If you are tired and thirsty, which water would you choose, cold or warm? Which one is better in your opinion? You might think that it is just a matter of preference but it is not so. Cold Water is likely to refresh you. So, why is cold water refreshing?
Why is Cold Water Refreshing?
Hydration is necessary to regulate your body temperature, deliver nutrients to the cell and ensure the proper functioning of various organs. The major means of getting hydrated is by drinking water. Due to its distributive action, water refreshes us. In this context, both cold and warm water are equivalent.
Refreshing also means activating our brain or nerve cells. Coldwater is usually treated refreshing as majority of people. This relatively good refreshing nature of cold water can be understood if we can distinguish well about hot and cold water. Also, the way our nerve cells perceive cold and hot water must be understood.
Difference Between Cold Water and Warm Water
The major difference between cold and warm water is their temperature. Coldwater can drain heat energy from the cells while warm water can provide heat energy to the cells. This difference can play a major role in proving the refreshing action of cold water.
Also, water with high temperatures can always dissolve more impurities than cold one. This means cold water is likely to have fewer impurities than hot water. On the basis of surface tension, cold water has high surface tension than warm or hot water. So, warm water can spread more when spilled than cold water on the same surface. This gives warm water more surface of contact than cold one when spilled. This favors warm water instead.
Since we have different receptors to perceive hotness and coldness, the temperature of cold and warm water are perceived by different sets of nerves. This difference has created a distinction in the way of their perception.
Perceiving Cold and Warm Water
Our body is embedded with different kinds of thermoreceptor cells to perceive coldness and hotness. Cold receptors and hot receptors are different morphologically, cold receptors are thinly myelinated while warm receptors are unmyelinated. This makes cold receptors to conduct faster than warm receptors.
The speed of conduction can be a possible cause for the difference in the sensation of cold from hot. The firing rate of the nerves can be better for cold water proving it better stimulating than its warm counterpart. Cold receptors have a high spatial density in the tongue too. This makes the sensation of cold water better than hot water.

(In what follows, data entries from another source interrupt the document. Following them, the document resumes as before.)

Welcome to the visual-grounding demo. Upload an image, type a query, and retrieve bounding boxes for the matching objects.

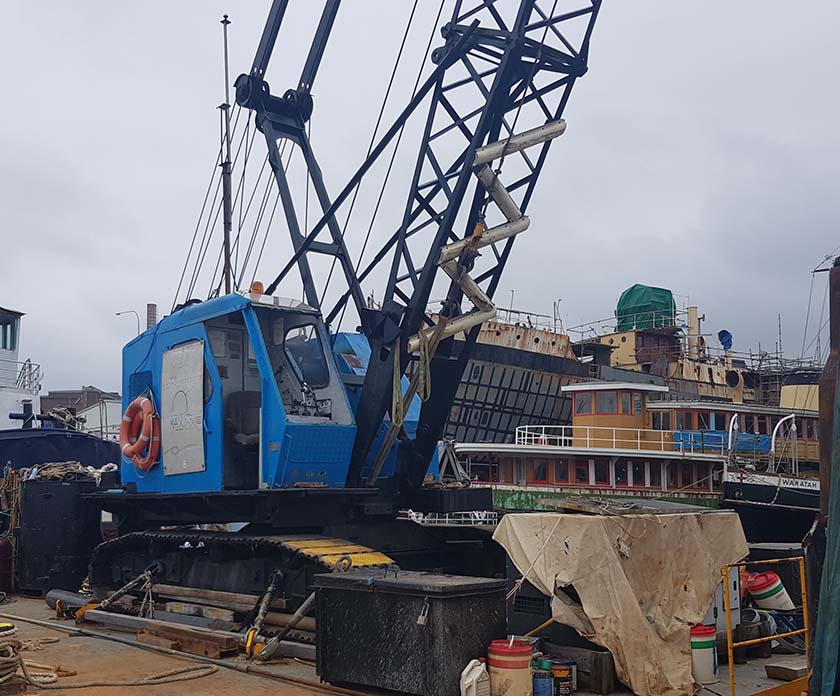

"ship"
[454,381,819,542]
[445,284,819,443]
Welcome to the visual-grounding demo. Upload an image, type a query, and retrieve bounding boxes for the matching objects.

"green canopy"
[615,283,677,331]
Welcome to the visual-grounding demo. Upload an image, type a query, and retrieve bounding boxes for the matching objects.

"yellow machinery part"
[282,536,394,569]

Another point of view for this problem is heat energy transfer. Coldwater drains heat and warm water gives heat energy. This implies that as we drink cold water, the energy drains so that the cellular metabolisms must accelerate to regulate the temperature and suffice to drain of energy. On the contrary, warm water is likely to give energy and slow down cellular metabolism for maintaining the temperature.
There has not been more scientific study in this particular topic due to the difference in views of people of preference for cold and warm water. Also, People often argue that it depends upon the feeling of cold and warmth saying cold water is refreshing while you are feeling hot and vice-versa. But, still, we can say that cold water is a better stimulant than hot one whatever the preferences of people. Activation of cells and speedy transfer of stimulus due to cold water makes it more refreshing or stimulating than hot water.
Meanwhile, the coldness and hotness below the threshold 0 degree Celsius and above 50 degrees Celsius can be pain-inducing because it can destroy the nerve cells. So, beyond those limits, we cannot make a comparison of the temperature of the water. However, within this range, cold water proves better to warm water.